Older Women Can't Afford Basic Expenses, Study Finds

You Won't Believe How Many Older Women Can't Pay Their Bills

Every day, more of America's older women reach retirement age -- and then struggle to pay for the simplest things.

Among all women in the United States, age 65 or older, living alone or with a spouse, 60 percent have trouble covering their monthly expenses such as food, housing and health care, according to research published Thursday by the nonprofit group Wider Opportunities for Women, based on an analysis of U.S. Census data.

It's a problem that Donna Addkison, the president and chief executive of WOW, called "staggering."

"We're talking about what it takes to just simply cover the everyday necessities," Addkison told The Huffington Post. "Older women are very quietly making decisions at home to split their pills in an attempt to stretch their medication. They're choosing between having heat in the winter and having nutritious food on the table."
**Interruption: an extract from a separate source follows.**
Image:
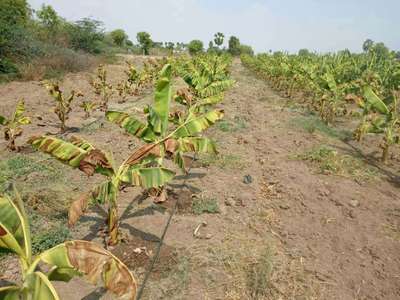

The situation transcends geography, with "no states in the nation" that can be described as "a haven for older adults," she said.

Indeed, with the economy the way it is, older women aren't the only ones being forced to make these kinds of decisions. In post-recession America, deprivation is increasingly a way of life for millions.

With the jobless rate high and wages more or less holding steady, vast swaths of the population today are leading a precarious, savings-less existence, in which one financial emergency is all it would take to tip a family into poverty. Record numbers of Americans are now counted as poor, and the percentage of people who say they can't afford food is at its highest level since the financial crisis.

Among all this, seniors face their own set of challenges, from rising health care bills to the growing industry of financial scammers who target elderly people.

More than 9 million people age 65 and older don't have enough money to cover their basic costs, according to a separate WOW report published earlier this month.

And within that group, women are having a rougher time of it. While 60 percent of women are unable to pay for necessities, only 41 percent of men wrestle with the same problem, WOW calculated.

For women of color, the problem is more pronounced, according to WOW: While about 49 percent of older white women have trouble covering their basic costs, the rate for older Asian women is 61 percent, older African-American women 74 percent and older Hispanic women 75 percent.

"That goes beyond staggering," said Addkison. "That becomes epidemic."

This gender gap is the result of a lifetime of imbalances, Addkison told HuffPost.

Women earn less than men -- the disparity varies by industry, but averages out to about 77 cents on the dollar. For college graduates, this pay gap tends to emerge within a year of their entering the workforce, and it only grows wider over time.

Ultimately, the result is that most women, compared with most men, have smaller Social Security benefits waiting for them when they reach the end of their working lives.

The roots of the disparity are so multiform that it's hard to know how to begin fixing them.

At the state and federal level, Addkison said, policies that encourage pay equity would be welcome, as would efforts to protect safety-net programs like Social Security, Medicare and Medicaid. Looking at how young men and women make career choices -- how students at high schools and community colleges separate themselves or become separated, onto different vocational paths, for example -- could also contribute to an understanding of the pay gap, Addkison said.

It's also important, she said, for working-age women to look at the statistics about widowhood and divorce and understand that they're real possibilities.

"These are life events for which we have to plan," Addkison told HuffPost. "At some point, we as women may be taking care of ourselves alone."

Given the economic shockwaves of the past few years -- the collapse of home equity, the spikes in unemployment -- it seems likely that more retired women might find themselves financially challenged, Addkison said. "My suspicion is that things are certainly no better than they were five years ago, and have the potential to be much worse," she said. "That doesn't mean that we can't do something about it. It just means that we have to start paying attention."